Prima di chiederci se l’intelligenza artificiale sia un ulteriore problema in uno scenario che appare desolante e già saturo di concorrenza (social media, informazione online gratuita, tv, eccetera) o una risorsa (e, se sì, in che modo) per il giornalismo americano, dovremmo sapere di cosa stiamo parlando.

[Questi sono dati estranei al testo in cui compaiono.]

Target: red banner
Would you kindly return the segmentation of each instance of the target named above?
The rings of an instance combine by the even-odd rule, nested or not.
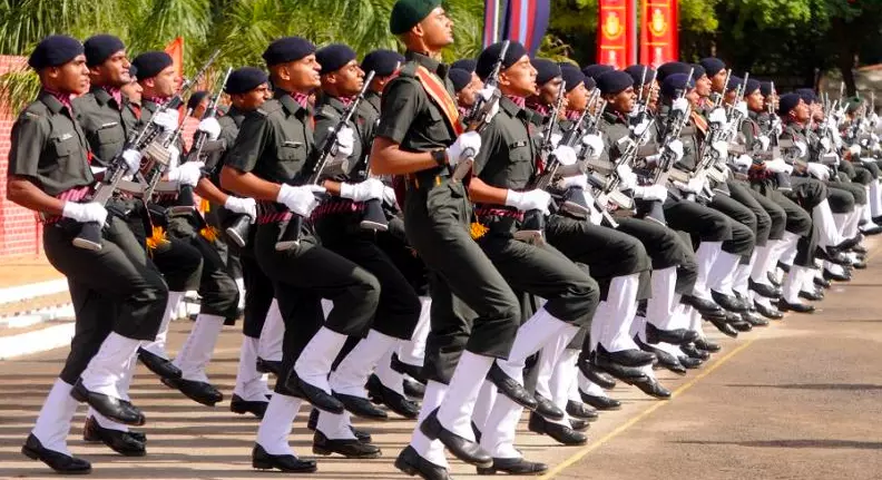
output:
[[[658,67],[679,57],[677,0],[644,0],[640,63]]]
[[[597,23],[597,62],[617,69],[628,67],[634,45],[634,1],[599,0]]]

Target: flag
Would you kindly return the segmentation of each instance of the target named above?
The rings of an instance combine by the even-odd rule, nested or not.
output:
[[[523,45],[535,57],[550,13],[551,0],[486,0],[483,47],[511,40]]]

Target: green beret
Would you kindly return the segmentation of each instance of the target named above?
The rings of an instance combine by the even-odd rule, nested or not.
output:
[[[392,35],[406,33],[438,7],[441,0],[398,0],[389,17],[389,30]]]

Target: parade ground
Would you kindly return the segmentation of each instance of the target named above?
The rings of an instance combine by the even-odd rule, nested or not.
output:
[[[882,476],[882,243],[872,238],[869,268],[826,292],[814,315],[788,314],[771,327],[732,340],[706,324],[723,351],[679,378],[657,371],[674,391],[657,401],[619,385],[610,395],[623,409],[602,412],[588,430],[587,445],[566,448],[527,432],[518,447],[549,464],[542,478],[604,480],[668,479],[879,479]],[[173,324],[170,352],[184,342],[187,321]],[[70,451],[92,461],[97,479],[266,479],[251,467],[257,420],[228,410],[241,325],[222,334],[208,375],[225,394],[214,409],[164,386],[138,366],[131,398],[147,415],[147,457],[120,457],[81,439],[82,405],[68,439]],[[68,349],[0,362],[0,478],[58,478],[19,449]],[[292,445],[314,458],[308,408],[300,412]],[[413,422],[390,414],[386,422],[356,420],[383,449],[376,460],[320,457],[318,472],[302,478],[405,478],[392,464]],[[451,461],[457,479],[473,468]]]

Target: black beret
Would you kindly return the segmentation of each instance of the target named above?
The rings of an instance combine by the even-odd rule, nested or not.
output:
[[[634,79],[630,78],[630,75],[619,70],[607,71],[595,78],[595,81],[597,81],[597,88],[604,95],[615,95],[634,86]]]
[[[247,94],[270,80],[266,72],[259,68],[242,67],[233,70],[227,78],[224,91],[229,95]]]
[[[748,78],[747,82],[744,86],[744,94],[743,95],[746,97],[746,96],[753,94],[754,91],[756,91],[758,89],[759,89],[759,81],[758,80],[754,80],[753,78]]]
[[[669,75],[674,74],[689,74],[692,70],[692,66],[689,63],[684,63],[682,61],[668,61],[667,63],[661,63],[658,66],[658,81],[664,82],[665,78]]]
[[[644,76],[644,71],[646,71],[646,76]],[[653,81],[653,74],[655,74],[655,69],[646,65],[631,65],[625,69],[625,72],[631,76],[634,79],[634,85],[636,86],[646,85]]]
[[[139,80],[154,78],[173,63],[171,56],[164,51],[147,51],[131,60],[131,65],[138,69]]]
[[[713,77],[719,74],[719,70],[724,70],[726,68],[726,63],[716,57],[703,58],[700,63],[708,77]]]
[[[82,43],[76,38],[66,35],[50,35],[37,43],[37,48],[28,58],[28,65],[35,70],[60,67],[82,52]]]
[[[450,68],[460,68],[469,74],[473,72],[476,67],[478,67],[478,60],[473,58],[463,58],[450,63]]]
[[[202,104],[202,101],[207,96],[208,96],[208,92],[205,91],[205,90],[194,91],[193,95],[190,95],[189,100],[187,100],[187,109],[188,110],[195,110],[196,107],[198,107],[199,104]]]
[[[315,52],[315,60],[322,66],[322,75],[333,74],[355,58],[355,50],[342,43],[329,45]]]
[[[389,16],[389,31],[392,35],[406,33],[438,7],[441,7],[441,0],[398,0]]]
[[[672,74],[665,77],[665,81],[661,82],[661,95],[667,98],[674,98],[677,96],[678,90],[688,90],[690,88],[695,88],[695,80],[689,78],[689,72],[686,74]]]
[[[536,84],[540,87],[564,75],[560,71],[560,66],[551,60],[535,58],[531,60],[531,63],[536,69]]]
[[[474,67],[474,72],[481,80],[487,80],[487,77],[493,72],[493,66],[499,59],[499,53],[502,51],[502,42],[497,42],[487,47],[481,55],[478,56],[478,66]],[[520,42],[509,42],[509,49],[506,50],[506,58],[502,59],[502,68],[504,70],[512,65],[517,63],[525,55],[527,49]]]
[[[448,77],[450,77],[450,81],[453,82],[453,90],[457,94],[471,84],[471,72],[461,68],[451,68],[448,72]]]
[[[778,115],[784,117],[802,101],[800,94],[784,94],[778,98]]]
[[[297,61],[315,53],[315,46],[310,40],[301,37],[282,37],[273,41],[264,50],[263,59],[267,67],[288,61]]]
[[[803,101],[806,104],[814,104],[817,101],[817,97],[811,88],[797,88],[793,92],[802,97]]]
[[[582,68],[582,74],[585,74],[585,76],[588,78],[594,78],[597,80],[597,77],[612,70],[615,70],[615,68],[608,65],[589,65],[588,67]]]
[[[361,67],[365,74],[373,71],[378,77],[389,77],[402,62],[404,62],[404,56],[396,51],[374,50],[364,56]]]
[[[86,65],[89,67],[101,65],[105,60],[110,58],[111,55],[126,49],[126,45],[122,43],[122,40],[106,33],[87,38],[82,47],[86,50]]]
[[[579,70],[579,67],[566,61],[558,65],[560,66],[560,74],[564,77],[564,81],[567,82],[567,92],[585,81],[585,74]]]

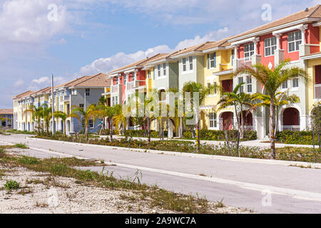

In un articolo pubblicato nel 2022 sul blog della London School of Economics del 2022, 10 things you should know about AI in journalism (citato e spiegato molto bene anche nell’articolo di Alessia Pizzi Giornalismo e intelligenza artificiale, dell’Osservatorio sul giornalismo digitale), Mattia Peretti ci metteva in guardia dai nostri stessi pregiudizi: se provate a digitare “intelligenza artificiale” in un qualsiasi motore di ricerca, le immagini che vedrete saranno avveniristiche ma fuorvianti. Le aspettative e i timori intorno all’AI sono forse il vero ostacolo al corretto utilizzo degli strumenti di intelligenza artificiale nel giornalismo. L’idea che il lavoro di un professionista possa essere “sostituito” da qualcosa di non umano è terrificante perché, per la prima volta, pensiamo che una macchina possa fare un lavoro che immaginavamo totalmente legato alla nostra capacità di essere ragionevoli, pensanti, creativi. Non si tratterebbe più di una concorrenza pericolosa ma diversa (come nel caso dei social), bensì di un inesorabile processo di scambio.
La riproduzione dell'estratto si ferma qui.